Les diktats imposés par des sociétés androcentrées
Ces nouvelles, espaces textuels concentrés et denses, proposent des expériences intimes où sourdent un vécu et un réel – cristallisation d’instants forts et traumatisants, tableaux de moeurs réalistes émouvants – d’une grande intensité et d’une grande force. Ces brefs récits exposent la complexité et les difficultés de l’être au monde féminin essentiellement dans les pays du sud. Ils révèlent et dénoncent les diktats imposés par la société : diktats comportementaux ou vestimentaires (« Ne pas se trouver seule tard le soir dans la rue, dans un train, dans un métro. Et je ne parle même pas du décorum vestimentaire sans lequel tout incident serait imputable à celle qui aurait l’audace ou l’inconscience de s’en écarter, plutôt qu’à des mâles ainsi provoqués » Une question de territoire, Cécile Oumhani) ou simplement, c’est très révélateur, l’interdiction pour une fillette de choisir un vélo sans barre horizontale : « Un certain modèle vous était attribué, sans compromis possible. C’était cela ou vous passer de l’objet que vous convoitiez ». (La première bicyclette, Lisa Gauvin). Ils montrent les tragiques conséquences de la répudiation pour une femme « qui a déjà servi », femme réifiée comme un vulgaire objet inutile, désormais non reconnue, livrée à elle-même, abandonnée à la solitude et à l’indifférence (Le Cri de Sophie Bessis). Ils soulèvent la question du genre. La nouvelle de Bertina de Cosnac, appartenant au registre fantastique, pose avec humour la problématique du sexe des anges. Un narrateur- voyageur assiste, derrière le hublot d’un avion, à une révolte séraphique : « Oui, nous exigeons : des anges au prénom de femmes. / C’est largement justifié ! / Revendiquons !/ Brandissons. /Explosons./ Comment met-on un gilet jaune sur les ailes ? ». Tous ces récits disent la femme manipulée, dominée, privée de liberté, la petite fille noire de sept ans ostracisée par le racisme d’une professeure de danse qui lance avec mépris « la danse classique n’est pas faite pour les Noirs ». Ils dénoncent le corps caché mais aussi le corps exhibé, le corps objet des fillettes vedettes plongées dans l’industrie du cinéma.

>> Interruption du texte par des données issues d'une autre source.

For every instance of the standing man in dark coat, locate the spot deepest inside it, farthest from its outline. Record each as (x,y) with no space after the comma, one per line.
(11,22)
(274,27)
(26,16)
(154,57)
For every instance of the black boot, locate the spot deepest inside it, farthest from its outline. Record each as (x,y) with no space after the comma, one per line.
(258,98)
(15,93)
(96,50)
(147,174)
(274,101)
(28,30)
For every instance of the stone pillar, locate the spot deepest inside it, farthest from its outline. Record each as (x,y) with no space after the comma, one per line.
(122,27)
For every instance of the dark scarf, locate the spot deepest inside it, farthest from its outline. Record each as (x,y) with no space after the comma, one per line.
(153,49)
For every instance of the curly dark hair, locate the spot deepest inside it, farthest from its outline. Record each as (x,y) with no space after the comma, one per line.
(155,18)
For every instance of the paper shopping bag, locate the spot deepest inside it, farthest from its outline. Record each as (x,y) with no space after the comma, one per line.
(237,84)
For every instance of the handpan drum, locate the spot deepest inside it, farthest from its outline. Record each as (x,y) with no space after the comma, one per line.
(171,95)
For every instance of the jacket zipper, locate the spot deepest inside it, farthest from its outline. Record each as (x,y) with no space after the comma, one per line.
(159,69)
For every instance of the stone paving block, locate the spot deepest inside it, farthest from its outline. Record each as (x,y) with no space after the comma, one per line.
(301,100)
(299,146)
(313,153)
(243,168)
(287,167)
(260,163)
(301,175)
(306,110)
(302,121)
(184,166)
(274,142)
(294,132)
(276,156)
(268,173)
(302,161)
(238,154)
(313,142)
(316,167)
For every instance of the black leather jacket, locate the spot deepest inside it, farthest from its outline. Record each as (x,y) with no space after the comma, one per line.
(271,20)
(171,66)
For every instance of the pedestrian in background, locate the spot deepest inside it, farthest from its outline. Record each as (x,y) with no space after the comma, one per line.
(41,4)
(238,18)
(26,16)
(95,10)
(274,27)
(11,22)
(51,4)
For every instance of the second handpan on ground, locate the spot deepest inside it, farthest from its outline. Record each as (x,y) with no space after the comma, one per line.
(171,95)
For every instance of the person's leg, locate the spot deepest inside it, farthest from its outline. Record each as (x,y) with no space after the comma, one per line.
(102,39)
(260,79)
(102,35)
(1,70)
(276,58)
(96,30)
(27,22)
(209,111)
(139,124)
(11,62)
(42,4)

Ils pleurent les corps massacrés, mutilés par la violence des bombes. Ils hurlent dans un récit mis en abyme (Le monde sur ses épaules, Madeleine Monette) celui des jeunes migrantes forcées de « payer avec (leur) corps » les passeurs avant d’être jetées dans une ignoble misère dans le pays dit d’accueil
L’écriture du corps
Avec des rythmes variés, des registres divers, la musique du lexique, son métissage savoureux (« pa chokolaté ti kow ! »), des jeux de mots pleins d’humour (« mon beau cousin Frantz habillé à la dernière mode arborant pantalons pattes d’éléphant et chemise à col pelle à tarte, pas tarte du tout (…) »), des clins d’oeil plaisants : le Notre Père féminisé (« Ma Mère / qui es aux cieux, / que ton nom soit sanctifié (…) », l’apostrophe lyrique de Don Diègue, intertextualité amusante et amusée, devenant « Ô rage, ô tonnerre », toutes les écrivaines, dans des démarches tout à la fois personnelles et collectives, combattent pour la liberté, le refus de l’emprisonnement du corps dans un corset de préjugés et de clichés. Elles luttent pour sa reconnaissance et son acceptation. L’écriture est libérée et libératrice. Le corps rendu visible n’est plus appréhendé à partir d’un prisme traditionnel, archaïque et machiste. Il est en effet impératif que ce ne soit plus « la morale des hommes, leur politique, leur obsession du pouvoir, la phobie de leur impuissance, leur masculinité exacerbée (…) » qui s’imposent.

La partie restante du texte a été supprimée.